Ohio wineries shrugged off any home-field advantage that New York State wines might have had in the Rochester, New York-based Great American International Wine Competition by capturing four coveted Platinum Medals, the top designation for a wine in this judging.
Ferrante Winery and Ristorante alone scored three platinum medals in the competition for its 2019 Gewürztraminer, 2017 Vidal Blanc Ice Wine and 2017 Golden Bunches Dry Riesling. Laurello Vineyards earned a platinum medal for its 2019 Sweet Genevieve Vidal Ice Wine.

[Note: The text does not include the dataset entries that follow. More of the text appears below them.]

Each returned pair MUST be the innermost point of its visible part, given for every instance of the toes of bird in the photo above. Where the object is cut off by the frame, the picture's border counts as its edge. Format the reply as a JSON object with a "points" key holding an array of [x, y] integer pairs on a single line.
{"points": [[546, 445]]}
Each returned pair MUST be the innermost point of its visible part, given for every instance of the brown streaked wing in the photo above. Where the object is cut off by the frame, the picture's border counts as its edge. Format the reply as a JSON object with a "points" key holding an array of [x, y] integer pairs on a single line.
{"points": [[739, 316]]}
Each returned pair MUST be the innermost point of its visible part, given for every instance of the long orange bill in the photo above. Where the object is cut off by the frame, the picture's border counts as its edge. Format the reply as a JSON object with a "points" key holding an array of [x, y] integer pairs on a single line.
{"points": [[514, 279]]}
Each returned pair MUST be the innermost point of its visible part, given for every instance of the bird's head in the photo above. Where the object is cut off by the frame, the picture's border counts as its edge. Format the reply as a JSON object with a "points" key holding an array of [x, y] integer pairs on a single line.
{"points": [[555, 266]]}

The 2020 Great American International Wine Competition attracted 680 entries. Only 41 wines, or 6 percent of the total entries, were awarded the top designation of a platinum medal.
With the boost from Ferrante, Ohio wineries won as many platinum medals as New York State wineries did.

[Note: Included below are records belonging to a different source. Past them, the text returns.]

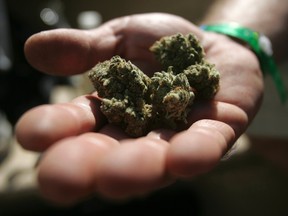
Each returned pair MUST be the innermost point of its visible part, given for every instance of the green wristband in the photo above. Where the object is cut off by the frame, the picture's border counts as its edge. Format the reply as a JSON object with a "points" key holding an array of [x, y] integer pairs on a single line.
{"points": [[260, 45]]}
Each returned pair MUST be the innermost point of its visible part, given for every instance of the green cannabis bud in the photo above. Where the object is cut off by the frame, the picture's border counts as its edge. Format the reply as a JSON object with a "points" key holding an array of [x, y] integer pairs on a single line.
{"points": [[139, 103]]}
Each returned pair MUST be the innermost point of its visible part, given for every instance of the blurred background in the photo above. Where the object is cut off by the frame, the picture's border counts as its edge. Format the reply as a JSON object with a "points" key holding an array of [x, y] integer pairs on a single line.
{"points": [[252, 182]]}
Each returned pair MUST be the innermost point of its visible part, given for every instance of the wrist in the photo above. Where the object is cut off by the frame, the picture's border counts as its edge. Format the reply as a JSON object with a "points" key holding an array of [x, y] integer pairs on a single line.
{"points": [[258, 43]]}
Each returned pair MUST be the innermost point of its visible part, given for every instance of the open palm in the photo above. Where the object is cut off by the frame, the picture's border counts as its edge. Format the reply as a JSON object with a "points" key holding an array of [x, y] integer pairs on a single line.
{"points": [[84, 154]]}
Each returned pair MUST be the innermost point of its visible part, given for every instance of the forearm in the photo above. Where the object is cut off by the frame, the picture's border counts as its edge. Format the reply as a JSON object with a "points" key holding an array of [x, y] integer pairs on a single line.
{"points": [[266, 16]]}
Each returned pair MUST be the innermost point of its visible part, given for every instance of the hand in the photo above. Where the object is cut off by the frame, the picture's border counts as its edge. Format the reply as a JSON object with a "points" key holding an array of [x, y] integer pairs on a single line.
{"points": [[84, 155]]}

“We’re just trying to make good wine,” Ferrante owner and winemaker Nick Ferrante told TheWineBuzz. “We use good blending techniques and very good grapes that we grow. Some luck helps, too.”
Laurello’s platinum-winning ice wine is named after winery co-owner Kim Laurello’s mother, “so for the wine to be recognized in that way is extremely special to me,” Kim told TheWineBuzz.
Grapes for the 2019 Sweet Genevieve Vidal Ice Wine were picked on Dec. 18, 2019, during a narrow window of opportunity in an otherwise unseasonably warm month, Laurello Vineyards Winemaker Brad Indoe said. And it was a last-minute decision to enter such a young wine into the Great American competition, Laurello and Indoe said.
“For the last 18 years, Ohio has really stood up and put our state on the map with excellent vinifera varietal wines and with ice wines,” Laurello said. “People are now looking to Ohio for wonderful ice wines.”
Donniella Winchell, executive director of the Ohio Wine Producers Association, said Ohio is making world-class wines, many of which are sold primarily in winery tasting rooms.
“It has been a challenge to share with the ‘connoisseur class’ of consumers this new generation of great wines unless they visit our wineries and taste for themselves,” Winchell said. “However, as we win more top medals in major competitions such as this one, we have begun to pique their interest.
“To continue the momentum, it important that more of our best wines are submitted to major competitions, that we get more quality vines in the ground, and that we all shout our mutual successes to the world.”